Saturday, June 30, 2012

First Contact at Field Projects

Jacob Rhodes curated this fantastic group show at his new space, Field Projects! His space is on 26th street and on the same floor as Greene Naftali. This marvelous little painting was painted by Amanda Lechner.

There's a lot of current interest surrounding science-fiction in art. When space exploration became a reality in the summer of 69, artists such as Lee Bontecou were so caught up in the excitement of what was happening that they responded by creating entire bodies of work about space. It's curious to see how strong of a connection the current generation of artists feels towards science-fiction. There's so much nostalgia surrounding the sci-fi movies we grew up on, the gleaming space shuttles we visited as children, and the hideous freeze-dried astronaut food we devoured every chance we got, that it's unsurprising that science-fiction has become such an integral part of our collective memories. When I think of the famous French silent science-fiction film from 1902Trip to the Moon, it seems that there has always been and there always be a tendency for people to romanticize and mythologize space.

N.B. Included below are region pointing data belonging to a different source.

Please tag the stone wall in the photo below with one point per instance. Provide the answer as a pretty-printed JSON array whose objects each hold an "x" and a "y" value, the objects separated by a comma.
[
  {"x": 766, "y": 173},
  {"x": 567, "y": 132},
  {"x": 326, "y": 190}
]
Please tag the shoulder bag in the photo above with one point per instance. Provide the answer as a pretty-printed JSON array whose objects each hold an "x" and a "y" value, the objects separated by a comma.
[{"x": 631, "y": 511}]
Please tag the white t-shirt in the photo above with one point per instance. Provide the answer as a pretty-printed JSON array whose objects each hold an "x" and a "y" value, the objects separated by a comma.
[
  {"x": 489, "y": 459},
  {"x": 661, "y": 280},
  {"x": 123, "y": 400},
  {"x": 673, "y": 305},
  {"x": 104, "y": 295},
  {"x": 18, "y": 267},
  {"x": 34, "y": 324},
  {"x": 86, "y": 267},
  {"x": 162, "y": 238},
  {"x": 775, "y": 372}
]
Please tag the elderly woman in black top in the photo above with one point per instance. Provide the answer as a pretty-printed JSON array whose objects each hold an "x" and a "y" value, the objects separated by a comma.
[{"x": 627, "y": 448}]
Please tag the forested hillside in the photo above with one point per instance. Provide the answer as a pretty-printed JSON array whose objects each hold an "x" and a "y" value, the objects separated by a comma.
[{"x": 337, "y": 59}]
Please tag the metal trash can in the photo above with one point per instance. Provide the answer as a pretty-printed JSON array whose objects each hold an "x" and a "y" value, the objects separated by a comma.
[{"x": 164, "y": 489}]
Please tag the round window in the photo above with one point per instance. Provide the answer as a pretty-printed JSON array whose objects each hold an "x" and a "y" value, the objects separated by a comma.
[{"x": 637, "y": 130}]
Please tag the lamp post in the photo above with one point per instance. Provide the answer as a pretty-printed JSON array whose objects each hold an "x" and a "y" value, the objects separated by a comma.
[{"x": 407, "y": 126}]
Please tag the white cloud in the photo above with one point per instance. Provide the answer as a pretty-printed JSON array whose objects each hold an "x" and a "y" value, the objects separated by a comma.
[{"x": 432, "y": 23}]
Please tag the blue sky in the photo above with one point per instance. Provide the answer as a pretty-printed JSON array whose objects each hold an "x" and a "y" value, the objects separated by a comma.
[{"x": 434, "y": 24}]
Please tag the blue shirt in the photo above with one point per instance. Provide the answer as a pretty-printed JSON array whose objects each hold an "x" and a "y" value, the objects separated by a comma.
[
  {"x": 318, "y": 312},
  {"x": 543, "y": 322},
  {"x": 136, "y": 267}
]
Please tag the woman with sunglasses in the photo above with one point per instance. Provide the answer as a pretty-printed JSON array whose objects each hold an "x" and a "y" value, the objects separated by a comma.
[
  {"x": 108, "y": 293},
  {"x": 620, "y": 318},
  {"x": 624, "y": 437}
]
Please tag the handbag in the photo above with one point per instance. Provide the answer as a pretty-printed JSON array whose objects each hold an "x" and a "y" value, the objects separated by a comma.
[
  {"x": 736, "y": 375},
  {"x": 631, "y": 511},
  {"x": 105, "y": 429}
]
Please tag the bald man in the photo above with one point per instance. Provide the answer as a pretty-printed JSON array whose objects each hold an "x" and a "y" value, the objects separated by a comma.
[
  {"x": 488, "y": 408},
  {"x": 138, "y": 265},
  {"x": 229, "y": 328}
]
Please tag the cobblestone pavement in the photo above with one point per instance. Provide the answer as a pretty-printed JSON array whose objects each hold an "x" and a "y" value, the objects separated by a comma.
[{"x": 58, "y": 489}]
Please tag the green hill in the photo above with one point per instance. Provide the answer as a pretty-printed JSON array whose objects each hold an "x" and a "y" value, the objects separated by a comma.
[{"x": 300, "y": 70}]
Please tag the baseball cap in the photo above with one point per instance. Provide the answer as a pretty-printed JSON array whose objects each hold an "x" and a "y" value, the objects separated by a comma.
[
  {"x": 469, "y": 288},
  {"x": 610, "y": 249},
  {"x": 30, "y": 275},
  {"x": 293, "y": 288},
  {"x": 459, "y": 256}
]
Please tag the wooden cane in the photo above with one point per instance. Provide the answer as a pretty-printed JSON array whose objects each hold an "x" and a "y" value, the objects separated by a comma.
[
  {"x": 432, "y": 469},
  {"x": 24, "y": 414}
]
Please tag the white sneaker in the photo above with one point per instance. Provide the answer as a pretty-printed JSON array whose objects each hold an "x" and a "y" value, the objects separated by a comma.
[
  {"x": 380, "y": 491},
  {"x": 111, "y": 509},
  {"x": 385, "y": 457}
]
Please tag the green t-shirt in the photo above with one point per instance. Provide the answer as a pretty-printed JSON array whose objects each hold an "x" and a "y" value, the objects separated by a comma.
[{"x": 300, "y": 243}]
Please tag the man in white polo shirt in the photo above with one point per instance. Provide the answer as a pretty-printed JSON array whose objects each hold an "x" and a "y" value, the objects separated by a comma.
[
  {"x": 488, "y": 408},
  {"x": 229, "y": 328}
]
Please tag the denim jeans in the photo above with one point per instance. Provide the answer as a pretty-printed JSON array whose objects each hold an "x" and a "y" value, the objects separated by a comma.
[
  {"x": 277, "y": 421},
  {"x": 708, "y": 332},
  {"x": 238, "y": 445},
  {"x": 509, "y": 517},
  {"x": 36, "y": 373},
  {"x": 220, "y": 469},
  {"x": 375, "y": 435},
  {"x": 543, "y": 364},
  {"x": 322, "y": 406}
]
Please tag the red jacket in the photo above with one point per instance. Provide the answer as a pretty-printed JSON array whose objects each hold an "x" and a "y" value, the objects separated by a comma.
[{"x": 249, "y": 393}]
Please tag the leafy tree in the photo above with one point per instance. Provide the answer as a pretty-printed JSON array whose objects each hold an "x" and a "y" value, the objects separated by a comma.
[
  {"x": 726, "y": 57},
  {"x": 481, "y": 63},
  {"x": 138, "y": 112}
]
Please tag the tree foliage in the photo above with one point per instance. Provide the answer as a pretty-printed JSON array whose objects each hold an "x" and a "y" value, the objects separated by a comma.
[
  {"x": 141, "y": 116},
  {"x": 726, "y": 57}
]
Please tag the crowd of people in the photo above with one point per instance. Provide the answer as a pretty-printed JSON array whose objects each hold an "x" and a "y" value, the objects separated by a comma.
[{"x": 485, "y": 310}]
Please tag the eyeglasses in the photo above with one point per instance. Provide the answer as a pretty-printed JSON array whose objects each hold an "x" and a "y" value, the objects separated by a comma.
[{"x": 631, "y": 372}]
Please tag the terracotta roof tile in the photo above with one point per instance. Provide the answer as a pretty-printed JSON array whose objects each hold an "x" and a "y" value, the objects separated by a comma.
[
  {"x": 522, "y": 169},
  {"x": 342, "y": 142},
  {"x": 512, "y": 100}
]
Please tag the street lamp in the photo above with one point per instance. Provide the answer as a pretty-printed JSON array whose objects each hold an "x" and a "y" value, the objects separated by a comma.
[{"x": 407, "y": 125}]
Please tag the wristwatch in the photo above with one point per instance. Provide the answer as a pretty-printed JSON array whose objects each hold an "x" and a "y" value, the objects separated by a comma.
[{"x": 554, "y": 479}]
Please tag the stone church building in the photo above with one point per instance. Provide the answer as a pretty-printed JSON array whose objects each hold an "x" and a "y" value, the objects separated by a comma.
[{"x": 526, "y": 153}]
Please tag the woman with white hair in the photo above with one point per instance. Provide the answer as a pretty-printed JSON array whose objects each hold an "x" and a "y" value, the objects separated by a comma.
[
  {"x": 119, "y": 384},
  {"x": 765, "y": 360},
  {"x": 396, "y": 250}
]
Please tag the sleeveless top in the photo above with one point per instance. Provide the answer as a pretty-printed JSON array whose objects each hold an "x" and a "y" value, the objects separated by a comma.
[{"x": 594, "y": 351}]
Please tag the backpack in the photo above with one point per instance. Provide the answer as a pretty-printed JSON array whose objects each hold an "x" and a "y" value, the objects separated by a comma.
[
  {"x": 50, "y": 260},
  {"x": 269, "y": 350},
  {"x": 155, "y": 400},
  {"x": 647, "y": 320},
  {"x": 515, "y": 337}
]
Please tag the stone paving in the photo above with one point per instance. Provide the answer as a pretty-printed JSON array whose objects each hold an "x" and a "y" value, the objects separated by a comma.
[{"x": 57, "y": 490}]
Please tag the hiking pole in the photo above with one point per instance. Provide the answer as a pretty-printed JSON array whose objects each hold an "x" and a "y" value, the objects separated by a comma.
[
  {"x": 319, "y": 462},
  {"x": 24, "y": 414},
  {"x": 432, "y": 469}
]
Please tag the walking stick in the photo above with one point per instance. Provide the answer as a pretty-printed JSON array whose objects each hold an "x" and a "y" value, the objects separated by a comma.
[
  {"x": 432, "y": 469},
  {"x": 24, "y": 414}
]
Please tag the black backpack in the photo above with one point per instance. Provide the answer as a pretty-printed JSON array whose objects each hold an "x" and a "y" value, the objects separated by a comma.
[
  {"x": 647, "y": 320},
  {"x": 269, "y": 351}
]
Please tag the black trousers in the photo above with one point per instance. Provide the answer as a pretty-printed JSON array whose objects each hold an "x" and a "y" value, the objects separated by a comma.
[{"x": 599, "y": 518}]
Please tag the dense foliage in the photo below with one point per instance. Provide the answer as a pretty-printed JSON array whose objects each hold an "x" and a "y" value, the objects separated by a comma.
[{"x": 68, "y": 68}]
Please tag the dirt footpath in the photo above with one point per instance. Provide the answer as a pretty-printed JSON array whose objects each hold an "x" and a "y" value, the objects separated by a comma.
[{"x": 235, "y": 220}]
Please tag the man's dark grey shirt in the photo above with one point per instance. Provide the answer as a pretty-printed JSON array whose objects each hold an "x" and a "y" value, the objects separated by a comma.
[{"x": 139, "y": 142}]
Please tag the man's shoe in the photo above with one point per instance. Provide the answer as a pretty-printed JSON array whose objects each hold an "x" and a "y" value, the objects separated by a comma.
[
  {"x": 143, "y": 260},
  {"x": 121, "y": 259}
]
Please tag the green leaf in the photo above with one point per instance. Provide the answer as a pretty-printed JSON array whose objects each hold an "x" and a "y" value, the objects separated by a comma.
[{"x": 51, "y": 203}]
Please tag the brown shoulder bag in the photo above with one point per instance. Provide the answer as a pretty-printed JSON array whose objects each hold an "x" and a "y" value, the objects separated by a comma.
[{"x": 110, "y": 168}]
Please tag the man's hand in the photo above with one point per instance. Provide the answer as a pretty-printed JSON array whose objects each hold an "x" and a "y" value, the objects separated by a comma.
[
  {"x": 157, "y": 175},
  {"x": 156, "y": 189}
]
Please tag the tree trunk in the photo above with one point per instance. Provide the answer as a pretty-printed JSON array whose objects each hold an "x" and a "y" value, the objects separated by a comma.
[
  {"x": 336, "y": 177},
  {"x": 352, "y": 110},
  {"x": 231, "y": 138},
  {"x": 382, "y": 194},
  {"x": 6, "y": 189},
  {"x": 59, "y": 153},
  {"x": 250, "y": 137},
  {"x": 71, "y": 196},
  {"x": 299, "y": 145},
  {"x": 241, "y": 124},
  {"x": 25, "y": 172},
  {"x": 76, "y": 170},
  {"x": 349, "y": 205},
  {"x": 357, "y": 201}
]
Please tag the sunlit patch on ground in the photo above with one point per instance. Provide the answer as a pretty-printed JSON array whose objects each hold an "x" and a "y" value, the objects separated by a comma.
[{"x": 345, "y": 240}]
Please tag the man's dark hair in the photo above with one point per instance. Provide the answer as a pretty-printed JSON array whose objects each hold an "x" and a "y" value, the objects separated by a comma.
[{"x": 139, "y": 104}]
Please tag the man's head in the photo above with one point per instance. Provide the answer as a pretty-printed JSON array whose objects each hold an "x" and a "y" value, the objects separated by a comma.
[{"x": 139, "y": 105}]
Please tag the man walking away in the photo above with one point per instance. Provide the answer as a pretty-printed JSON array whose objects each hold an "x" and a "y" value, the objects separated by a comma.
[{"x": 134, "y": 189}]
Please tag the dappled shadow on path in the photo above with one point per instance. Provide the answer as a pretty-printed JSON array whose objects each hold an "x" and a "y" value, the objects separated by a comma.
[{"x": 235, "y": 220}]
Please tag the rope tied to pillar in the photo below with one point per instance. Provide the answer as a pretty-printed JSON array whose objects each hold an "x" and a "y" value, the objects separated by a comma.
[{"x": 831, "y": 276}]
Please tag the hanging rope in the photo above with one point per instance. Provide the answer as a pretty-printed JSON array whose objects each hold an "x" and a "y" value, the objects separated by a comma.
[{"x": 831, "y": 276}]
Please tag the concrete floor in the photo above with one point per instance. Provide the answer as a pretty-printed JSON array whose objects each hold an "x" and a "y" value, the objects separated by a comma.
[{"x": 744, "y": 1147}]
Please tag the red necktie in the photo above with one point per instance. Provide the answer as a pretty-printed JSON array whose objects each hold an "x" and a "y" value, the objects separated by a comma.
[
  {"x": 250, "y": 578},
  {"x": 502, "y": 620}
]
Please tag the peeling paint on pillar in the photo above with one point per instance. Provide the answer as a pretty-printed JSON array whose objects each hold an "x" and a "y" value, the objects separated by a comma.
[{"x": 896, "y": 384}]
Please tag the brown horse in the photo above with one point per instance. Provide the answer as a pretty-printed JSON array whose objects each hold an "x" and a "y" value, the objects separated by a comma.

Hein Koh!!! Love Hein's sculpture and how it's installed, it has this bizarre surrealism that reminds me of Roberto Matta. I especially love the bottom piece with its sexy sleekness!

Micah Ganske. This sculpture was a 3-d print out. The theme of urban decay and dystopia is a common subject of science-fiction. Robert Smithson wrote extensively about science-fiction, it was the subject for much of his work. I tried to find the essay in which he compares the science-fiction genre to the horror genre, but I couldn't find it. Instead I found this gem, a Nabokov quote, "The future is but the obsolete in reverse." 

According to Smithson,  science-fiction takes on a cerebral, intellectualized stance whereas horror comes from a more visceral and irrational place. 

Man is the measure of all things, right? This was one of my favorite sculptures in the show. I love the comi-tragic contrast between the banal, frail reality of the man on his way out in relation to the sublime and infinite magnificence of the universe. I remember reading this comical Nancy Angier essay in which she was writing about the frustration astrophysicists feel when the average person on the street questions the purpose of measuring the millionth fraction of a second. We as humans definitely have a tendency to measure everything in relation to our own selves.

This sculpture also reminded me of Jake and Dinos Chapman's Ubermensch, which would also fit right in in Jacob's show. It's their sculpture of Stephen Hawking riding off a cliff with his laptop. The Dinos brothers are often hated for destroying our illusions.